Jessie Mahoney: For these evidence-based approaches, they don’t have time not to, is what I would say. The cost of being burnt out is that you’re reactive, and you tend to have relationship problems. You have problems interacting with your kids. Your patient satisfaction scores are worse, and your efficiency is worse. While we are trained in medicine to push through and do more and more, we are actually becoming less efficient.

What I see is people who are mindful actually provide better care, higher quality of care, and at a lower cost. They have lower readmissions. There are studies to show this, and this is actually also evidence for why organizations should be paying attention and should fund and support this and give physicians time. If they’re going to do nothing structural, they could at least support this and fund it and make sure physicians have ways to access coaches and mindfulness tools—not just, “Here, download this app and fit it in in negative time,” but how can we work together to make these things happen?

The other way I like to think about it for individual physicians is, if nothing else, it’s going to make it better for you right now. If you want to sit and wait for organizations to change, you’re going to be miserable in the process. If you really care about yourself, your family, your patients, your teams, your colleagues, and the culture of medicine, taking this individual approach is going to help. It ultimately is what’s going to help you advocate effectively. I think that so many people are not advocating effectively because they’re burnt out, because they don’t have time, because they’re not mindful, and then we don’t make change and we sit in this spiral. This can be the first step to unwinding the snarled yarn ball, if you will. And if nothing else, you benefit.

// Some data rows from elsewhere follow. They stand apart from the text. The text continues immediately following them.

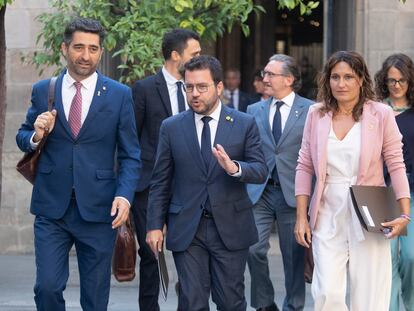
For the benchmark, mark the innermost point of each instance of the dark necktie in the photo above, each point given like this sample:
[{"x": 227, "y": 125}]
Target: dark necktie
[
  {"x": 75, "y": 112},
  {"x": 277, "y": 122},
  {"x": 206, "y": 141},
  {"x": 231, "y": 102},
  {"x": 180, "y": 97},
  {"x": 277, "y": 132}
]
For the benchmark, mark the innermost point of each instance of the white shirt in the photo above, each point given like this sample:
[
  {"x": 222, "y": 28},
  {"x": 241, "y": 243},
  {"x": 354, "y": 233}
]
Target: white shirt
[
  {"x": 172, "y": 91},
  {"x": 227, "y": 94},
  {"x": 215, "y": 116},
  {"x": 284, "y": 109},
  {"x": 68, "y": 92},
  {"x": 87, "y": 91}
]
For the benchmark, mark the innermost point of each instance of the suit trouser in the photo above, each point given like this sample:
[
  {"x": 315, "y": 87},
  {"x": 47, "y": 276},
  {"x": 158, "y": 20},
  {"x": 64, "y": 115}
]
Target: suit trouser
[
  {"x": 402, "y": 250},
  {"x": 94, "y": 244},
  {"x": 270, "y": 207},
  {"x": 208, "y": 265},
  {"x": 148, "y": 270}
]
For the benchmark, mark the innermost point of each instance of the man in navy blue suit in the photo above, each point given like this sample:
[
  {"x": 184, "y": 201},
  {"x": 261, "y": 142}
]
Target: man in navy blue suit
[
  {"x": 156, "y": 98},
  {"x": 205, "y": 157},
  {"x": 78, "y": 197}
]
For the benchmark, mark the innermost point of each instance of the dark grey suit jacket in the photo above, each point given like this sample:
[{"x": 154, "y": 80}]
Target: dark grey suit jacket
[
  {"x": 152, "y": 105},
  {"x": 285, "y": 153},
  {"x": 181, "y": 182}
]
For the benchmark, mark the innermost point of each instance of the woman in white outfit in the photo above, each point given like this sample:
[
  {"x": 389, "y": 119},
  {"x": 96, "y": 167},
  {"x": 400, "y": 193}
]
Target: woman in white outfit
[{"x": 347, "y": 137}]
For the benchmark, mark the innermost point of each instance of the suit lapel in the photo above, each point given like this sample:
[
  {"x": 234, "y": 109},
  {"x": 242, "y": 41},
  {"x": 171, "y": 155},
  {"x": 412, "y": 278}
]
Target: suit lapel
[
  {"x": 190, "y": 134},
  {"x": 369, "y": 127},
  {"x": 161, "y": 86},
  {"x": 224, "y": 128},
  {"x": 100, "y": 92},
  {"x": 294, "y": 114},
  {"x": 59, "y": 105}
]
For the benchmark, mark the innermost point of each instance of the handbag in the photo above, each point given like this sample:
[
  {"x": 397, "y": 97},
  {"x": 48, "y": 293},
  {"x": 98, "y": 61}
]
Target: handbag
[
  {"x": 125, "y": 253},
  {"x": 309, "y": 264},
  {"x": 27, "y": 166}
]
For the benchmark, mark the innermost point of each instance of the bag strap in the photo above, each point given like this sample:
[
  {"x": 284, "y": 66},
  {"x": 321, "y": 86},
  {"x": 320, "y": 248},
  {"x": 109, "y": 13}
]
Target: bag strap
[
  {"x": 50, "y": 100},
  {"x": 51, "y": 93}
]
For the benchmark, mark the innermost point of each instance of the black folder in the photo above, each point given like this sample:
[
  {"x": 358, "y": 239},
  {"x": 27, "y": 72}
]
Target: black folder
[
  {"x": 374, "y": 205},
  {"x": 163, "y": 273}
]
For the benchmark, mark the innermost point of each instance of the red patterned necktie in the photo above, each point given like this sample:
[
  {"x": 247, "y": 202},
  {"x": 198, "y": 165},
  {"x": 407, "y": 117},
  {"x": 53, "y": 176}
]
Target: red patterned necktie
[{"x": 75, "y": 112}]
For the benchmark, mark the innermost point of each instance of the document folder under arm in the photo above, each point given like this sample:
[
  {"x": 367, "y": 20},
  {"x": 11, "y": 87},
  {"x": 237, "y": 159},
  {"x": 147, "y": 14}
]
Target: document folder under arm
[{"x": 375, "y": 205}]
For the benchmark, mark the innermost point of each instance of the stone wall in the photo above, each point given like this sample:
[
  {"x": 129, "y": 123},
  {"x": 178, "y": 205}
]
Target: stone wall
[
  {"x": 384, "y": 27},
  {"x": 16, "y": 223}
]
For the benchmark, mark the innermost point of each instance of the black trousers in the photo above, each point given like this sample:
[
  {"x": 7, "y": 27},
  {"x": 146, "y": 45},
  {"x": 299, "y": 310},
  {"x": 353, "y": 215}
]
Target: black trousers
[
  {"x": 207, "y": 266},
  {"x": 148, "y": 270}
]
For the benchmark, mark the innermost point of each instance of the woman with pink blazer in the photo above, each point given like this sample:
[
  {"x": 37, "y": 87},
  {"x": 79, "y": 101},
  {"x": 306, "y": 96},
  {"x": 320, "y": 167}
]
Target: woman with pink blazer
[{"x": 347, "y": 137}]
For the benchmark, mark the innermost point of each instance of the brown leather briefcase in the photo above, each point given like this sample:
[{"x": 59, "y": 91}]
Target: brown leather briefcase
[
  {"x": 125, "y": 253},
  {"x": 27, "y": 166}
]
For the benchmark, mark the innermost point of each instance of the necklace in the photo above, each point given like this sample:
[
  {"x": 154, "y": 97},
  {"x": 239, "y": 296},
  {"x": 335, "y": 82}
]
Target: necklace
[{"x": 345, "y": 112}]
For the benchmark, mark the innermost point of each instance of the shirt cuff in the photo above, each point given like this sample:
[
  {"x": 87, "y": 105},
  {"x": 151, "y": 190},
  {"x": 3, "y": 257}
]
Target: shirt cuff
[
  {"x": 238, "y": 173},
  {"x": 33, "y": 145},
  {"x": 124, "y": 199}
]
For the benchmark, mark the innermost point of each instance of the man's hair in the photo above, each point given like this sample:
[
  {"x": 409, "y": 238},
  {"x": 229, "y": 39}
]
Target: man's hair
[
  {"x": 290, "y": 67},
  {"x": 208, "y": 62},
  {"x": 176, "y": 40},
  {"x": 233, "y": 70},
  {"x": 83, "y": 25}
]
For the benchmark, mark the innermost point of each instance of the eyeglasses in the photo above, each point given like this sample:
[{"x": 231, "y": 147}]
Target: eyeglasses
[
  {"x": 270, "y": 74},
  {"x": 393, "y": 82},
  {"x": 347, "y": 78},
  {"x": 201, "y": 88}
]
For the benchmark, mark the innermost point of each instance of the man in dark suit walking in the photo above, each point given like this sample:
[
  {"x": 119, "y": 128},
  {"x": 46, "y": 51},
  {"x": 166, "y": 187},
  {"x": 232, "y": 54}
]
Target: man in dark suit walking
[
  {"x": 280, "y": 119},
  {"x": 78, "y": 196},
  {"x": 234, "y": 97},
  {"x": 199, "y": 191},
  {"x": 156, "y": 98}
]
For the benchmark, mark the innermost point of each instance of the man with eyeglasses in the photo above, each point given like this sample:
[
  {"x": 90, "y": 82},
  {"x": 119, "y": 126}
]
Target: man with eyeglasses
[
  {"x": 156, "y": 98},
  {"x": 204, "y": 158},
  {"x": 281, "y": 119}
]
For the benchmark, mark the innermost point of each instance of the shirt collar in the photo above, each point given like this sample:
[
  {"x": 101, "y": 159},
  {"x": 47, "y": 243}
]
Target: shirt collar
[
  {"x": 215, "y": 115},
  {"x": 288, "y": 100},
  {"x": 88, "y": 83},
  {"x": 169, "y": 78}
]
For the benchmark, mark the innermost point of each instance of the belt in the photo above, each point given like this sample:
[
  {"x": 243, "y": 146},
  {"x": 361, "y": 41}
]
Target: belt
[
  {"x": 273, "y": 182},
  {"x": 206, "y": 214}
]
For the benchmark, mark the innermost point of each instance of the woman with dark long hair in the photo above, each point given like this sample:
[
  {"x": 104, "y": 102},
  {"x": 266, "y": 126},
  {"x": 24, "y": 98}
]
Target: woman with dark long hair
[
  {"x": 394, "y": 84},
  {"x": 346, "y": 139}
]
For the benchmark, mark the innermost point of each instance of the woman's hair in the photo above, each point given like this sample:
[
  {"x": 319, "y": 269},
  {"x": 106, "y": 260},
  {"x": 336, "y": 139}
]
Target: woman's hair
[
  {"x": 358, "y": 66},
  {"x": 405, "y": 65}
]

We say you can’t create time, but mindfulness creates time. Coaching creates time. Notice how more efficiently we tend to move through our day if we’ve exercised or if we’ve eaten healthy, how you feel different, you have more energy. So I think really thinking the opposite: we don’t have time not to. The same message for organizations who say they don’t have enough money to do this, I would say it’s going to cost you a lot more not to.

Kevin Pho: We’re talking to Jessie Mahoney, pediatrician and coach. Today’s KevinMD article is “Ending burnout through structure, not gimmicks.” Jessie, let’s end with some take-home messages that you want to leave with the KevinMD audience.

Jessie Mahoney: There’s science about burnout, and it’s both individual and structural. We can’t do just one; things won’t change. But also, we must start doing something rather than just waiting for the other person or other pockets to make the change. There are things that each pocket can do, and really if we do nothing and take no action, nothing will change.

Kevin Pho: Jessie, as always, thank you so much for sharing your perspective and insight. Thanks again for coming back on the show.

Jessie Mahoney: Thanks for having me.